4. Not liking what you do
There is a much-quoted line that gets thrown around by successful people across all fields: "Love what you do." While that is a nice sentiment, I note that it is usually only ever said by those who have already made it to the top. I think better to say "try and enjoy what you do," or "definitely don't dislike what you do."
At any rate, the general idea is the same, and that is to find something you have somewhat of a passion for. I'll add here that I believe you should try and find it within your current area of expertise. If you don't like what you do, this does not necessarily have to mean a complete career change. In fact, it often means just looking deeper into your own field for opportunities or "a spin" that could excite you.
5. Being negative
A study by the University of North Carolina found that positivity broadens our sense of possibilities, which in turn allows us to build new skills and resources that we may never have acquired otherwise. And while I am pretty certain that none of us need a study to remind us of the power of positivity, what I do believe is that many of us struggle to maintain a positive outlook enough of the time.
Yes, it can be very hard for many people, but as a leader you absolutely must be positive in your outlook and in the energy you convey. While positivity is contagious, negativity is even more so, and because you will have to anyway get the job done, make it easier on yourself and everyone around you by putting on a brave face.
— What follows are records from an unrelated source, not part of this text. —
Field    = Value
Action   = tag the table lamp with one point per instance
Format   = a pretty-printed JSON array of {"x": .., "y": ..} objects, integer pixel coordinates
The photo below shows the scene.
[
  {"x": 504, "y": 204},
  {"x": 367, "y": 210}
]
Can you force yourself to be positive? No, but you can learn this skill, and at the core here is to see things as challenges rather than problems.
To avoid sounding banal or trite I won't go further with this one –you've heard this before– but know how important this one is. This is not about daily affirmations and that sort of nonsense. This is about driving results for your business.
6. Jumping from idea to idea
Focus, people, focus. Anyone who starts a business should believe that they have an idea that can be a success. But when the going gets tough (and let's face it, it is always in some ways tough), for far too many, the next idea starts to form as a sort of "magical savior."
And that I truly believe is at the core of this particular "jumping around" affliction. It's not that there is necessarily a desire to bring a ton of great ideas to life; rather, it is because people think that if something is not working great right out of the starting gates, it should be abandoned for something better.
Fortune magazine recently listed lack of focus at number 11 in their top 20 reasons why businesses fail, but I believe it is probably closer to the number one spot. And that's because focus is after all very tightly tied to execution, and while everyone has ideas, only the true entrepreneur executes them brilliantly enough to turn them into something of financial value.
Steve Jobs famously instilled the need to stay focused on the job, and one of my favorite sayings by the late Apple founder is the following: "The hardest decisions we make are all the things not to work on."
It doesn't matter who you are or how successful your business is, if you stand still, you will eventually be overtaken. Just ask the likes of MySpace or Nokia! If you are not making any forward progress, then I am afraid to say you could already be in decline– and you can bet your competitors who are hot on your heels will not be slowing anytime soon.
In the words of Benjamin Franklin, "without continual growth and progress, such words as improvement, achievement, and success have no meaning." Or to put it another way, the only way to truly be considered a success is to keep getting better. The above six points are, to that end, all about that. Never stop working on improving the skills needed to be a successful entrepreneur, because there is not much harder a journey in life than this one.